P2P: From Internet Scourge to Savior Wade Roush, Technology Review MIT, 15 déc 2006, (repéré par Homo Numericus qui le commente)

Ainsi, le risque d'engorgement de la bande passante est sévère. Le même article préconise comme solution le Peer-to-Peer qui répartit l'utilisation de la bande passante au lieu de la concentrer sur un point comme YouTube ou ITunes. Mais en réalité, sauf erreur de ma part, cette solution ne marchera pas avec les téléphones mobiles. En effet, dans ce cas, une reconcentration s'opère dans les relais hertziens, c'est d'ailleurs la raison pour laquelle les opérateurs se sont tournés vers le broadcasting, c'est-à-dire la télévision, plutôt que la vidéo à la demande après quelques tentatives (voir le billet et ses commentaires).

Enfin une autre utilisation inattendue du téléphone mobile se développe à grande vitesse au Japon : la lecture de livres, plus précisément de Mangas, les bandes dessinées japonaises, qui représentent plus de la moitié de ce marché.

Selon l'institut de recherches en marketing Impress R&D, le marché des livres en version électronique pour téléphones portables, inexistant avant 2002, a atteint 4,6 milliards de yens (31 millions d'euros) au Japon entre avril 2005 et mars 2006, soit près de quatre fois plus que l'année précédente. (..)

Leur lecture est d'autant plus facile que les vignettes défilent automatiquement, donnant l'impression de regarder un dessin animé.

Parmi les autres genres d'ouvrages, les romans à l'eau de rose pour adolescentes, les livres de culture d'entreprise et de "bonnes manières" pour salariés figurent aussi en bonne place.

Pour les lire, il est nécessaire de s'abonner aux librairies en ligne (de 0 à 315 yens par mois), et de télécharger un logiciel de lecture gratuit.

AFP, 28 nov 2008 citée par C. Krebs sur la liste Litor.
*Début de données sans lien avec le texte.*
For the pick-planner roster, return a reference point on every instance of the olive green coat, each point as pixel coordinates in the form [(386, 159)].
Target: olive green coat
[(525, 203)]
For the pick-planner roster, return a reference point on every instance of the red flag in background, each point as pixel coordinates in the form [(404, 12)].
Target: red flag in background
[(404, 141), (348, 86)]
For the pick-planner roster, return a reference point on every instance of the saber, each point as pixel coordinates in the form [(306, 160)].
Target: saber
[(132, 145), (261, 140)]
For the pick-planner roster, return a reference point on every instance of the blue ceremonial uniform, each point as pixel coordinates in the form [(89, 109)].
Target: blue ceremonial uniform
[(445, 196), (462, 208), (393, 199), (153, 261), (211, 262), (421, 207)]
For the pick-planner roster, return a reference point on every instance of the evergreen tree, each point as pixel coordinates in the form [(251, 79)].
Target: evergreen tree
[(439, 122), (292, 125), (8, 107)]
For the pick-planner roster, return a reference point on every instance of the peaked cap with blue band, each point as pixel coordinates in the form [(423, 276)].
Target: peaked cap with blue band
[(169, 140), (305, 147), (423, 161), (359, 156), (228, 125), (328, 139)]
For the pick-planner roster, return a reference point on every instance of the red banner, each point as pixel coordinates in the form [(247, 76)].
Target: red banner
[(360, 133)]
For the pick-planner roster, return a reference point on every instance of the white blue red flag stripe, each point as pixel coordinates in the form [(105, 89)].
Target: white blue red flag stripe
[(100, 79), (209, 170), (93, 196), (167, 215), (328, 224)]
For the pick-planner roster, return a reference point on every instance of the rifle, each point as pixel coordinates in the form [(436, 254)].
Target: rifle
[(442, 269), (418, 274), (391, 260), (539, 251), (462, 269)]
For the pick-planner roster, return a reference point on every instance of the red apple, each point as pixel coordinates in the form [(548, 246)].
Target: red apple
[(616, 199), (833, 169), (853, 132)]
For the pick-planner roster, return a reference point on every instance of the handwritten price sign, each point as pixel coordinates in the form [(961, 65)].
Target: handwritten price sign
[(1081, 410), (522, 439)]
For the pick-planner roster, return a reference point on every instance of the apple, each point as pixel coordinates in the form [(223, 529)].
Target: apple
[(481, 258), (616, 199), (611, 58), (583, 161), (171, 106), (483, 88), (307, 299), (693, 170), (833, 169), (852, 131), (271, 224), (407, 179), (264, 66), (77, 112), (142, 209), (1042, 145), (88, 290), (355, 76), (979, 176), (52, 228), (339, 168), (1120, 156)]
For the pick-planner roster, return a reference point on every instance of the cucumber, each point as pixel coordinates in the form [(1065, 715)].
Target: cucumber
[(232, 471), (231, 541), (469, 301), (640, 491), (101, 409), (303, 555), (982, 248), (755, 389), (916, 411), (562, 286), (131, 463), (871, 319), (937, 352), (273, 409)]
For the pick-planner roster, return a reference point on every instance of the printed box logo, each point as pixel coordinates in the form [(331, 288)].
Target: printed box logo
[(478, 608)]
Pour bien comprendre le développement de ce marché japonais, on peut se référer à ce dernier graphique tiré du rapport de l'UIT, les téléphones mobiles à large bande sont largement plus développés au Japon qu'ailleurs, raison de plus pour en observer les usages :

À la vue de ce graphique, si j'étais éditeur italien je prendrais quelques initiatives..

En résumé, l'adoption massive d'une nouvelle "machine à communiquer" par le public, le téléphone mobile ou cellulaire, croisée avec les limites techniques de cette dernière, débouche sur le renouvellenent de deux médias anciens (la TV et l'édition de livres) plutôt que sur la naissance d'un nouveau média. Les innovations se repèrent principalement sur le système de tarification et sur les formats (émissions courtes, mise en page) et encore dans l'un et l'autre cas la rupture ne me parait pas flagrante. L'avenir nous dira si cette première tendance se confirme.